Mr. Yang's wife and Mr. Yang's mother-in-law are shareholders of City
Royal Limited with a total of 100% interest.

(11) LOSS ON ROBBERY:

The Company incurred a loss of $475,592 due to an uninsured robbery of
its products-in-transit in August 2004. Such loss is included in the
general and administrative expenses in the accompanying consolidated
statements of operations.

F-27



ACL SEMICONDUCTORS INC. AND SUBSIDIARIES
NOTES TO CONSOLIDATED FINANCIAL STATEMENTS (CONTINUED)

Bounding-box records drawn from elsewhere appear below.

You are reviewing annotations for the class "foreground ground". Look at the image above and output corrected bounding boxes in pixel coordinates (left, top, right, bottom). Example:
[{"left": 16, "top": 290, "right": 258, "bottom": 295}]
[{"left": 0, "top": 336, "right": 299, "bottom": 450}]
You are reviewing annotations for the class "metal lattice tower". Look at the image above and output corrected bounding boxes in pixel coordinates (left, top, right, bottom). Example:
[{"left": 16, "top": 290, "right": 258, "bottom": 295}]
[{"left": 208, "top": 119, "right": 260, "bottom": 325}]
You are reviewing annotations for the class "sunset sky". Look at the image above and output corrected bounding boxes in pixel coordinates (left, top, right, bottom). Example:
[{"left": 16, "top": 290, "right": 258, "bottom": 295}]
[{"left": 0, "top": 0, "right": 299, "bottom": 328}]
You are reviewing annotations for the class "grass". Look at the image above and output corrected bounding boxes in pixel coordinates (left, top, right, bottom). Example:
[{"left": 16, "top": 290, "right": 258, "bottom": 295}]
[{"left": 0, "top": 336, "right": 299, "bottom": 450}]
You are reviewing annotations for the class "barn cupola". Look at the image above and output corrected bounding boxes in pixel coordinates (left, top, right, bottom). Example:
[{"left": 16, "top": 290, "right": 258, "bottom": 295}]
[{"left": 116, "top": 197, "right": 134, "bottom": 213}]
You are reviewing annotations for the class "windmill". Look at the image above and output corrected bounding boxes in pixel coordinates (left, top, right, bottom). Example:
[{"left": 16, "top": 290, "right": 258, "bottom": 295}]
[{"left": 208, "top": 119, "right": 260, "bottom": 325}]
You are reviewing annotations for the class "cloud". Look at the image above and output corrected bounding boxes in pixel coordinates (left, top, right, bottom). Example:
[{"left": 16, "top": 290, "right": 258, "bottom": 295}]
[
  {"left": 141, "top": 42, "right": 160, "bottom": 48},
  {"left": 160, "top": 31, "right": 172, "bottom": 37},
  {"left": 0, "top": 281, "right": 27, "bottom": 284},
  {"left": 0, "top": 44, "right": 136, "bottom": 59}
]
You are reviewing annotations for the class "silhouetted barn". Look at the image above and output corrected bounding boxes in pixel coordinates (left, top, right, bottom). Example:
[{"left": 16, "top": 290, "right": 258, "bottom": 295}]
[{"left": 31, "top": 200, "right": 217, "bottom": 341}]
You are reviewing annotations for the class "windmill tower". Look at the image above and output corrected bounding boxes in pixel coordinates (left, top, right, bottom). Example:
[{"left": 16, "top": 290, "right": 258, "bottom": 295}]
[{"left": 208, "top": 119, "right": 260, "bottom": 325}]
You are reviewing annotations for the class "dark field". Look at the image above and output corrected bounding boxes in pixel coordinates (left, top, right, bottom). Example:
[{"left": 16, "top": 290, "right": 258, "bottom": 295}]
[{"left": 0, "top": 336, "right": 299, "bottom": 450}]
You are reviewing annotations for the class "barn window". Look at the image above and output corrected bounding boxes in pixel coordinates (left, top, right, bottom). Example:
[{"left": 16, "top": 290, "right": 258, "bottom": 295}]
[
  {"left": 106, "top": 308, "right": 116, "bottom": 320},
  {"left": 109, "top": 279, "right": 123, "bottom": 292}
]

AS OF DECEMBER 31, 2004 AND DECEMBER 31, 2003 AND
THE THREE-YEAR PERIOD ENDED DECEMBER 31, 2004


(12) QUARTERLY INFORMATION (UNAUDITED):

The summarized quarterly financial data presented below reflects all
adjustments, which in the opinion of management, are of a normal and
recurring nature necessary to present fairly the results of operations
for the periods presented.



(dollars in thousands except per share data)
------------------------------------------------------------------
TOTAL FOURTH THIRD SECOND FIRST
----- ------ ----- ------ -----

2004
- ----

Total net sales $133,244 $35,695 $34,715 $33,284 $29,550
Gross profit $3,113 $750 $595 $491 $1,277
Net income (loss) $(454) $(303) $(361) $(111) $321
Net income (loss) per share:
basic and diluted $(0.02) ($0.01) $(0.01) ($0.00) $0.01

2003
- ----
Total net sales $72,673 $20,212 $20,301 $17,081 $15,079
Gross profit $4,458 $1,037 $1,750 $844 $827
Net income (loss) $(1,438) $351 $(2,190) $217 $184
Net income (loss) per share:
basic and diluted $(0.06) $0.01 $(0.10) $0.01 $0.01


(13) SUBSEQUENT EVENT (UNAUDITED):

In April 2005, the Company, Classic and the selling shareholders of
Classic have made the determination to postpone the closing of the
acquisition of Classic (see Note 1) due to delays of certain due
diligence procedures. The acquisition is expected to close upon the
completion of such due diligence procedures and the related results and
findings are satisfactory for both parties. As of April 8, 2005, the
due diligence procedures are still in process.